The three reforms are: the introduction in 1992 of a national building code reducing differences in building regulation across states; a performance-based construction code in 1996 allowing flexibility and innovation in building design; and the consolidation of building and plumbing regulation into a single National Construction Code (NCC).
ABCB chairman, John Thwaites, said the report's findings confirm the value of building regulation reform to the Australian economy, while adding that there is potential to deliver further savings through a range of measures.
"The report demonstrates that the NCC is delivering economic benefits and reducing compliance costs through greater national consistency and by focussing regulations on performance outcomes of buildings rather than on prescriptive requirements" Mr Thwaites said.

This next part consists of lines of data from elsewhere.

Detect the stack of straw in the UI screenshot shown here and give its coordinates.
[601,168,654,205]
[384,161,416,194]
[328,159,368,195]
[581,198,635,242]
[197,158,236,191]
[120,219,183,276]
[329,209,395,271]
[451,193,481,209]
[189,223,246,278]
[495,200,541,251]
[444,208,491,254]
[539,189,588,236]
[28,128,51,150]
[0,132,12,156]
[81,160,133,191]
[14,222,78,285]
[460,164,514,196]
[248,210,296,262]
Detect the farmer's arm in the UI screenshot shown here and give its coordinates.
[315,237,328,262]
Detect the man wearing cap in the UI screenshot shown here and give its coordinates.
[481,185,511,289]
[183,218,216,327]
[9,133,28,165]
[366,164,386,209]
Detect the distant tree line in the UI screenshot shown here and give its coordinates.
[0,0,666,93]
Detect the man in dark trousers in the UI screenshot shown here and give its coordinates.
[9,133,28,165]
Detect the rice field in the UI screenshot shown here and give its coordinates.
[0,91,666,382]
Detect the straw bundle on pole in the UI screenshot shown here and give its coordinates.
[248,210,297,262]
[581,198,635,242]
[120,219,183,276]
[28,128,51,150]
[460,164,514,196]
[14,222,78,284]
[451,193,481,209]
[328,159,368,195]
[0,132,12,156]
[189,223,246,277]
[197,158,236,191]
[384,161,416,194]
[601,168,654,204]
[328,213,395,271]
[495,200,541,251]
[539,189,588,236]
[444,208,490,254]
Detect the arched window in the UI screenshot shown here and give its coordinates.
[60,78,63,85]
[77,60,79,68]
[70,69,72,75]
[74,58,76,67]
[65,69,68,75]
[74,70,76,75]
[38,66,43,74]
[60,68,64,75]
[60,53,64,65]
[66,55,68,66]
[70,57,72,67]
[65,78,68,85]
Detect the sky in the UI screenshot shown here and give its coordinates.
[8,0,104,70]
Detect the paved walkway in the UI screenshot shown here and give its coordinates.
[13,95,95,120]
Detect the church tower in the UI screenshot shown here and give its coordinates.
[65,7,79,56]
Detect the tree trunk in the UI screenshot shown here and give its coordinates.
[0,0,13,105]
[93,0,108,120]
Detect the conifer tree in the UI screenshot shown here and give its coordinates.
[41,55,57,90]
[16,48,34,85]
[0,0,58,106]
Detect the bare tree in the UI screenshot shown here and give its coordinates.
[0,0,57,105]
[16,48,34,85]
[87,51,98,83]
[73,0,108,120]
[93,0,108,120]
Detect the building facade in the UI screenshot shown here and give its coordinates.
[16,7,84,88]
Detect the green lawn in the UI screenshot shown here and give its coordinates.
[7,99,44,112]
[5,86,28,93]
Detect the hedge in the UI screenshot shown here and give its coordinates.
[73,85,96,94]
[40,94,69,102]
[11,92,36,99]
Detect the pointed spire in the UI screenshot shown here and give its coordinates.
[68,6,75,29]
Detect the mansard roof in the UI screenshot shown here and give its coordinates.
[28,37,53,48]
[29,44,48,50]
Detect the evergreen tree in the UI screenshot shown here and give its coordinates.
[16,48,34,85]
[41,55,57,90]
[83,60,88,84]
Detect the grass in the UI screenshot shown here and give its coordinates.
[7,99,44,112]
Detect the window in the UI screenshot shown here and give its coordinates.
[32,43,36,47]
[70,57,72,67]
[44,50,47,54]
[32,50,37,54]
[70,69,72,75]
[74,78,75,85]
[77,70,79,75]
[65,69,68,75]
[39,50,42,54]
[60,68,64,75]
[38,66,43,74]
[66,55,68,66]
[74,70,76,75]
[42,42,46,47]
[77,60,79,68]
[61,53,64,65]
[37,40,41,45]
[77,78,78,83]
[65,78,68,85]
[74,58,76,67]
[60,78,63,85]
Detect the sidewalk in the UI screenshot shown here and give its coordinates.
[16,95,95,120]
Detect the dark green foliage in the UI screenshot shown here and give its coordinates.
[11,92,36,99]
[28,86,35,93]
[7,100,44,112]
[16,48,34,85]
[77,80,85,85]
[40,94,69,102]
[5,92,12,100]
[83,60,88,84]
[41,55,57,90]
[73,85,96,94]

"The pooling of effort toward creating regulations at a national level, not only reduces duplication, but also leads to a higher standard of regulation."
Mr Thwaites said the performance based code encourages innovation by allowing greater flexibility and more efficient design to achieve desired standards. He said industry stakeholders interviewed for the study indicated that performance based standards had led to productivity gains of one to two per cent, or around $738 million per year.
"All up, the economic benefits from a consistent national code ($304 million), performance based standards ($737 million) and a joint building and plumbing code ($61 million) total $1.1 billion a year," Mr Thwaites said.
The report finds that the full potential of the national code and the performance-based standards may not have yet been fully realised.
"Ongoing jurisdictional variations, variations in interpretation, application and enforcement, interference by councils, utilities and land developers and a lack of objectivity in standards are some of the main factors considered to be limiting the full potential of the reforms being realised," the report states.
"These are issues that the ABCB will continue to work on with the state and territory administrations in particular as it continues to seek greater levels of access to, understanding of and therefore compliance with the NCC," Mr Thwaites said.